Outcome measures can provide a clearer picture of what you can expect from a treatment.
Primary outcome measures
Objective Response Rate (ORR)
Secondary outcome measures
Duration of Response (DOR)
Number of Participants Who Discontinued From Study Treatment Due to an AE
Number of Participants With One or More Adverse Events (AEs)
+2 more

Side effects data

From 2024 Phase 3 trial • 55 Patients • NCT03783078
25%
Fatigue
22%
Pruritus
22%
Aspartate aminotransferase increased
20%
Asthenia
18%
Alanine aminotransferase increased
16%
Constipation
16%
Lipase increased
16%
Arthralgia
16%
Back pain
15%
Anaemia
15%
Nausea
13%
Diarrhoea
13%
Pyrexia
13%
Weight decreased
11%
Headache
9%
Eczema
9%
Dry mouth
9%
Vomiting
9%
Oedema peripheral
9%
Amylase increased
9%
Decreased appetite
9%
Rash
7%
Dyspnoea
7%
Dysgeusia
7%
Alopecia
7%
Haematuria
7%
Abdominal pain
7%
Blood alkaline phosphatase increased
7%
Blood creatinine increased
7%
Myalgia
7%
Osteoarthritis
7%
Pain in extremity
5%
Actinic keratosis
5%
Insomnia
5%
Dysuria
5%
Erythema
5%
Vertigo
5%
Hyperthyroidism
5%
Blood creatine phosphokinase increased
4%
Basal cell carcinoma
4%
Pulmonary embolism
2%
Loss of consciousness
2%
Guillain-Barre syndrome
2%
Pneumonia
2%
Colitis
2%
Dysphagia
2%
Obstructive pancreatitis
2%
Small intestinal obstruction
2%
Subileus
2%
Cellulitis
2%
Empyema
2%
Encephalitis
2%
Erysipelas
2%
Respiratory syncytial virus infection
2%
Upper respiratory tract infection
2%
Wound infection
2%
Muscular weakness
2%
Squamous cell carcinoma
2%
Squamous cell carcinoma of skin
2%
Transitional cell carcinoma
2%
Cerebral haemorrhage
2%
Cerebrovascular accident
2%
Chronic inflammatory demyelinating polyradiculoneuropathy
2%
Parkinson's disease
2%
Acute kidney injury
2%
Dyspnoea exertional
100%
80%
60%
40%
20%
0%
Study treatment Arm
Pembrolizumab 200 mg

Trial Design

1Treatment groups
Experimental Treatment
Group I: PembrolizumabExperimental Treatment1 Intervention
Pembrolizumab (MK-3475) 200 mg (adult participants) or 2 mg/kg (up to 200 mg; pediatric participants) on Day 1 of each 3-week cycle (Q3W) intravenous (IV), for up to 35 administrations (approximately 2 years)
Treatment
First Studied
Drug Approval Stage
How many patients have taken this drug
Pembrolizumab (MK-3475)
2019
Completed Phase 3
~240

Find a Location

Who is running the clinical trial?

Merck Sharp & Dohme LLCLead Sponsor
3,862 Previous Clinical Trials
5,049,645 Total Patients Enrolled
Merck Sharp & Dohme Corp.Lead Sponsor
2,286 Previous Clinical Trials
4,581,856 Total Patients Enrolled
Medical DirectorStudy DirectorMerck Sharp & Dohme LLC
2,769 Previous Clinical Trials
8,062,145 Total Patients Enrolled

Media Library

Pembrolizumab (PD-1 Inhibitor) Clinical Trial Eligibility Overview. Trial Name: NCT03783078 — Phase 3
Neuroendocrine Carcinoma Research Study Groups: Pembrolizumab
Neuroendocrine Carcinoma Clinical Trial 2023: Pembrolizumab Highlights & Side Effects. Trial Name: NCT03783078 — Phase 3
Pembrolizumab (PD-1 Inhibitor) 2023 Treatment Timeline for Medical Study. Trial Name: NCT03783078 — Phase 3

Frequently Asked Questions

These questions and answers are submitted by anonymous patients, and have not been verified by our internal team.

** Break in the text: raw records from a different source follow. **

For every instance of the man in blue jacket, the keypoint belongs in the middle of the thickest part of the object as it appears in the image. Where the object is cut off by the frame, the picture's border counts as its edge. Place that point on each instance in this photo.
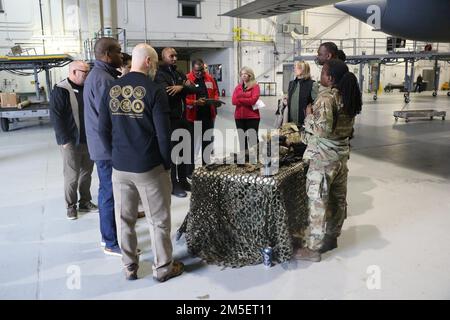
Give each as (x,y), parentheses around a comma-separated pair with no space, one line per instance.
(66,114)
(108,58)
(135,127)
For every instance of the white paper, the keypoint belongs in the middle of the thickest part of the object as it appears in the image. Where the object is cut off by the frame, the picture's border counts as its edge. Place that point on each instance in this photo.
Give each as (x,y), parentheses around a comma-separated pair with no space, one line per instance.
(259,105)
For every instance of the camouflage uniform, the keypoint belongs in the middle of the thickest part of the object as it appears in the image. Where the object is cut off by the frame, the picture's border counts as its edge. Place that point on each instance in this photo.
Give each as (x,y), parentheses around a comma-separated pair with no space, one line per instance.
(326,133)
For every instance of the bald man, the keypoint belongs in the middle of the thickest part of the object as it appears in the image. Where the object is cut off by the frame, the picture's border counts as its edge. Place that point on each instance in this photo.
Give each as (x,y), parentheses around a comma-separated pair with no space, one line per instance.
(135,127)
(108,57)
(67,116)
(177,87)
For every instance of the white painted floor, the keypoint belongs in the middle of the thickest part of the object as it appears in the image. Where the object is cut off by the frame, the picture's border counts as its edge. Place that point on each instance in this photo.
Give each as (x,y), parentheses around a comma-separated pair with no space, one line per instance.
(399,222)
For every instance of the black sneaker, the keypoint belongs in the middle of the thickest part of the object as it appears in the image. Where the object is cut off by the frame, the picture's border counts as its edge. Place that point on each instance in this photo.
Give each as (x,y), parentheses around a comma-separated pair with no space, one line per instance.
(177,269)
(72,213)
(131,272)
(87,207)
(178,191)
(329,243)
(185,185)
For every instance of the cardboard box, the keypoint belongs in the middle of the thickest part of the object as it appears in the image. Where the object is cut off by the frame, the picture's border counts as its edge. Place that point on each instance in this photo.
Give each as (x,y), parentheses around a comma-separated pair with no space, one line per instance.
(8,100)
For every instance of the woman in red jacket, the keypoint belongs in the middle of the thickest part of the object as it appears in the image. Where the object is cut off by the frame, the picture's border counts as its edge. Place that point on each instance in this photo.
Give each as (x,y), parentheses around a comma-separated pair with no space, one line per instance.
(246,115)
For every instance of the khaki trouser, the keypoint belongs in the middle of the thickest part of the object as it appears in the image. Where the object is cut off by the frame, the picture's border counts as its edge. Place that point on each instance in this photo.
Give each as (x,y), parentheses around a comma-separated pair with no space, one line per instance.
(326,187)
(77,170)
(154,189)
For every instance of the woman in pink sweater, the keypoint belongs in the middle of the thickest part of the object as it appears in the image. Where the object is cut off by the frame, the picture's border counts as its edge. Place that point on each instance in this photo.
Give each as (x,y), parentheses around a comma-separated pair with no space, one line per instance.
(246,115)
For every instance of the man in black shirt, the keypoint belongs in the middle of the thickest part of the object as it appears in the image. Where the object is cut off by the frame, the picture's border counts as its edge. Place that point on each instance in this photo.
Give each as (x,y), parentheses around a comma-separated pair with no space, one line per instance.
(67,116)
(134,127)
(177,87)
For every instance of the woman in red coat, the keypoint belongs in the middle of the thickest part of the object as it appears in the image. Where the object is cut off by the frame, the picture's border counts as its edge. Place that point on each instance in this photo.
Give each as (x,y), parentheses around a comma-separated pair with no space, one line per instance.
(246,115)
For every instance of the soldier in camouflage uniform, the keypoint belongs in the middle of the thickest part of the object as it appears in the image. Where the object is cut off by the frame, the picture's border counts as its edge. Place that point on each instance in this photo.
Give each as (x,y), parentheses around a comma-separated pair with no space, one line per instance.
(327,129)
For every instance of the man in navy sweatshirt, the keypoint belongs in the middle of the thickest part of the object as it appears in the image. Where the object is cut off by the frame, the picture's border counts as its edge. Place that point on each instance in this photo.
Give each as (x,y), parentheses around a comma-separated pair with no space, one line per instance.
(108,58)
(134,126)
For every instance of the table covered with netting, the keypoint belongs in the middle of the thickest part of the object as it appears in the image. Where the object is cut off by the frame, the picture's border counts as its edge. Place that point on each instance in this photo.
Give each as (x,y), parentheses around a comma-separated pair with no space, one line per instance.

What is the Pembrolizumab (MK-3475) patient safety profile like?

"Pembrolizumab (MK-3475) has received a 3 for safety. This is due to the fact that it is a Phase 3 trial, meaning there is both efficacy and safety data supporting its use."

Answered by AI

Are we still looking for participants in this experiment?

"At the moment, this study is not enrolling patients. According to the information available on clinicaltrials.gov, it was first posted on February 25th, 2019 and last updated on July 8th, 2022. However, there are presently 2555 other clinical trials actively recruiting patients with carcinoma and 1000 studies for Pembrolizumab (MK-3475) that need participants."

Answered by AI

Are there other investigations that have been done using Pembrolizumab (MK-3475)?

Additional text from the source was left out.